Comment 0 for bug 1575349

Revision history for this message
Andreas Hasenack (ahasenack) wrote :

I have deployed cs:trusty/rabbitmq-server-43 and the service is stuck:

rabbitmq-server/0 maintenance executing 2.0-beta6 0/lxc/3 10.96.12.161 (config-changed) Waiting for rabbitmq app to start: /<email address hidden>

It's indeed waiting for a pid file to appear:
  965 ? Ssl 0:00 /var/lib/juju/tools/unit-rabbitmq-server-0/jujud unit --data-dir /var/lib/juju --unit-name rabbitmq-server/0 --debug
 6634 ? S 0:00 \_ /usr/bin/python /var/lib/juju/agents/unit-rabbitmq-server-0/charm/hooks/config-changed
 8182 ? S 0:00 \_ /bin/sh /usr/sbin/rabbitmqctl wait /<email address hidden>
 8191 ? S 0:00 \_ su rabbitmq -s /bin/sh -c /usr/lib/rabbitmq/bin/rabbitmqctl "wait" "/<email address hidden>"
 8192 ? Ss 0:00 \_ sh -c /usr/lib/rabbitmq/bin/rabbitmqctl "wait" "/<email address hidden>"
 8193 ? Sl 0:02 \_ /usr/lib/erlang/erts-5.10.4/bin/beam.smp -- -root /usr/lib/erlang -progname erl -- -home /var/lib/rabbitmq -- -pa /usr/lib/rabbitmq/lib/rabbitmq_server-3.2.4/sbin/../ebin -noshell -noinput -hidden -sname rabbitmqctl8193 -boot start_clean -s rabbit_control_main -nodename rabbit@euphoric-hook -extra wait /<email address hidden>

That directory has no such file.

Turns out rabbit failed to start:

# cat /var/log/rabbitmq/startup_log
ERROR: epmd error for host "euphoric-hook": nxdomain (non-existing domain)

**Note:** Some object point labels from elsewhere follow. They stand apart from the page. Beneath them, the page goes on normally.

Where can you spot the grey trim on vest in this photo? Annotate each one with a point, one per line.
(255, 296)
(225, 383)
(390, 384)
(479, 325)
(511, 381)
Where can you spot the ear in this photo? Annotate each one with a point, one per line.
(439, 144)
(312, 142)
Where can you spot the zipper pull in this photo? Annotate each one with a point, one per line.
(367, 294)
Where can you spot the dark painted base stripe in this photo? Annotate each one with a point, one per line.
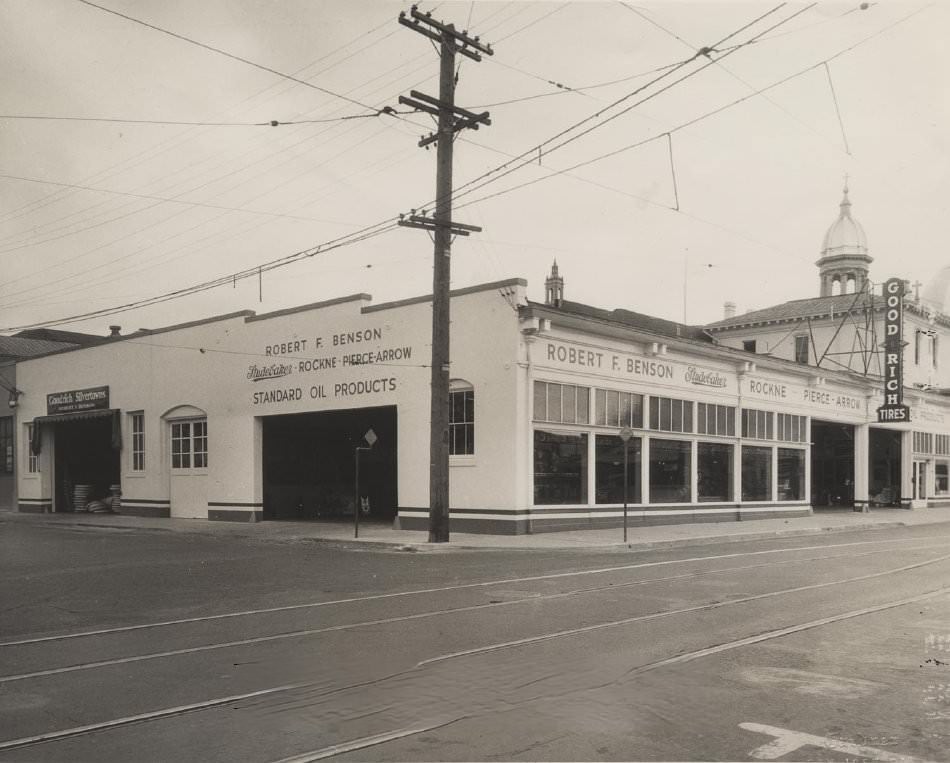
(146, 511)
(540, 525)
(34, 508)
(225, 515)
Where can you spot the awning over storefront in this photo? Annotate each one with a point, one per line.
(36, 442)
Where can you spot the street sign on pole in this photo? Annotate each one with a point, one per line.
(625, 434)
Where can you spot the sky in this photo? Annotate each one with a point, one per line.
(698, 179)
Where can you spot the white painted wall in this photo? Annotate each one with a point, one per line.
(210, 366)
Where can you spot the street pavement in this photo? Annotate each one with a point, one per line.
(638, 538)
(127, 641)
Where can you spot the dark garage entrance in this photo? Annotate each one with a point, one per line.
(832, 464)
(309, 465)
(86, 460)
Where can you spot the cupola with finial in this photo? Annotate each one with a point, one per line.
(554, 288)
(844, 254)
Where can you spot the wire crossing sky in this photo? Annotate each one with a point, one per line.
(141, 172)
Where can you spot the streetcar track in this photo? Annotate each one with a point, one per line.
(474, 607)
(169, 712)
(657, 615)
(440, 589)
(364, 742)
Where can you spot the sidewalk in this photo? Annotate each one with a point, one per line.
(383, 536)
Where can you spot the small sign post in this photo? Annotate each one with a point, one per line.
(625, 434)
(370, 438)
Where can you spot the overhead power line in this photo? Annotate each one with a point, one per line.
(153, 197)
(694, 120)
(390, 224)
(270, 123)
(528, 157)
(226, 54)
(370, 231)
(387, 225)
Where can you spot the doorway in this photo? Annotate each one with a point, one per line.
(884, 472)
(920, 480)
(310, 465)
(832, 464)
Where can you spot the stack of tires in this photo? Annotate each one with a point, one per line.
(81, 497)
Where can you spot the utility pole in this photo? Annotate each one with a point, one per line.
(451, 119)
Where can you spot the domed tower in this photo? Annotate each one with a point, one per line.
(554, 288)
(844, 253)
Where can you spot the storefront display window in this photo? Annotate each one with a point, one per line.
(791, 474)
(942, 477)
(714, 462)
(560, 467)
(609, 469)
(668, 414)
(756, 474)
(561, 403)
(716, 419)
(670, 471)
(618, 409)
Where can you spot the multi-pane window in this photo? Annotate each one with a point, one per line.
(462, 422)
(610, 453)
(942, 477)
(618, 409)
(32, 462)
(791, 474)
(137, 421)
(6, 444)
(190, 444)
(668, 414)
(801, 349)
(757, 425)
(561, 403)
(790, 428)
(670, 465)
(560, 467)
(714, 471)
(716, 419)
(756, 474)
(923, 442)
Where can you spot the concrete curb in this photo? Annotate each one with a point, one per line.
(242, 531)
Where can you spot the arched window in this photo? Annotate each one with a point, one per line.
(461, 418)
(188, 429)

Somehow that failure was not caught, and now the charm is telling rabbit to wait forever for a pid file that will never show up.

Looking at the charm code, wait_app() is used after a restart in all cases. Something like this:

    service_restart('rabbitmq-server')
    rabbit.wait_app()

So bug number one: the service_restart() failure was not caught.

Bug number two: wait_app() should not wait forever. It should implement a reasonable timeout.